Il pose, comme une loi générale du développement des sociétés, que tous les peuples, quels que soient leur origine ethnique et leur habitat géographique, cheminent par les mêmes routes historiques : de sorte que l'histoire d'un peuple quelconque est une répétition de l'histoire d'un autre peuple, parvenu à un degré supérieur de développement.
"Il existe, dit-il, une histoire idéale éternelle, que parcourent dans le temps les histoires de toutes les nations de quelque état de sauvagerie, de barbarie et de férocité que partent les hommes pour se civiliser" pour se domestiquer, ad addimesticarsi, selon son expression. (Scienza nuova, libr. II, § 5) [1].
Morgan, qui probablement ne connaissait pas Vico, est arrivé à la conception de la même loi, qu'il formule d'une manière plus positive et complète. L'uniformité historique des différents peuples, que le philosophe napolitain attribuait à leur développement d'après un plan préétabli, l'anthropologiste américain la rapporte à deux causes : à la ressemblance intellectuelle des hommes et à la similarité des obstacles qu'ils ont dû surmonter pour développer leurs sociétés. Vico croyait, lui aussi, à la ressemblance intellectuelle. "Il existe nécessairement, dit-il, dans la nature des choses humaines, une langue universelle mentale, commune à toutes les nations ; laquelle désigne uniformément la substance des choses jouant un rôle actif dans la vie sociale des hommes et l'exprime avec autant de modifications que ces choses peuvent prendre d'aspects différents. Nous constatons son existence dans les proverbes, ces maximes de la sagesse populaire, qui sont de la même substance chez toutes les nations antiques et modernes, bien qu'ils soient exprimés de tant de manières différentes." (Ib., Degli Elem., XXII) [2].
"L'esprit humain, dit Morgan, spécifiquement le même chez tous les individus, chez toutes les tribus, chez toutes les nations, et limité quant à l'étendue de ses forces, travaille et doit travailler dans les mêmes voies uniformes et dans d'étroites limites de variabilité. Les résultats auxquels il arrive, dans des pays séparés par l'espace et par le temps, forment les anneaux d'une chaîne contenue et logique d'expériences communes... Ainsi qui les successives formations géologiques, les tribus de l'humanité peuvent être superposées en couches successives d'après leur développement : classées de la sorte, elles révèlent avec un certain degré de certitude la marche complète du progrès humain, de la sauvagerie à la civilisation", car "le cours des expériences humaines a cheminé par des voies presque uniformes" [3]. Marx, qui a étudié le cours des "expériences" économiques, confirme l'idée de Morgan. "Le pays le plus développé industriellement, dit-il dans la préface du Capital, montre à ceux qui le suivent sur l'échelle industrielle l'image de leur propre avenir."
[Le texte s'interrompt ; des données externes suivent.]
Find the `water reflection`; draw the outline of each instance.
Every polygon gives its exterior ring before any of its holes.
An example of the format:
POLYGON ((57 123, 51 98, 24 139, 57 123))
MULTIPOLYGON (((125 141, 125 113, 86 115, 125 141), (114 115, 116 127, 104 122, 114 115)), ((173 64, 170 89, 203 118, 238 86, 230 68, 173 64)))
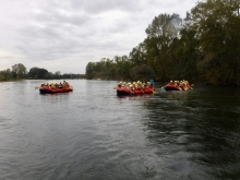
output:
POLYGON ((221 92, 207 97, 201 93, 160 92, 146 106, 148 113, 142 118, 147 137, 170 175, 183 179, 237 179, 240 175, 237 104, 233 99, 216 99, 221 92))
Ainsi donc "l'histoire idéale éternelle" que, d'après Vico, doivent parcourir, chacun à leur tour, les différents peuples de l'humanité, n'est pas un plan historique préétabli par une intelligence divine, mais un plan historique du progrès humain conçu par l'historien, qui, après avoir étudié les étapes parcourues par chaque peuple, les compare entre elles et les classe en séries progressives d'après leur degré de complexité.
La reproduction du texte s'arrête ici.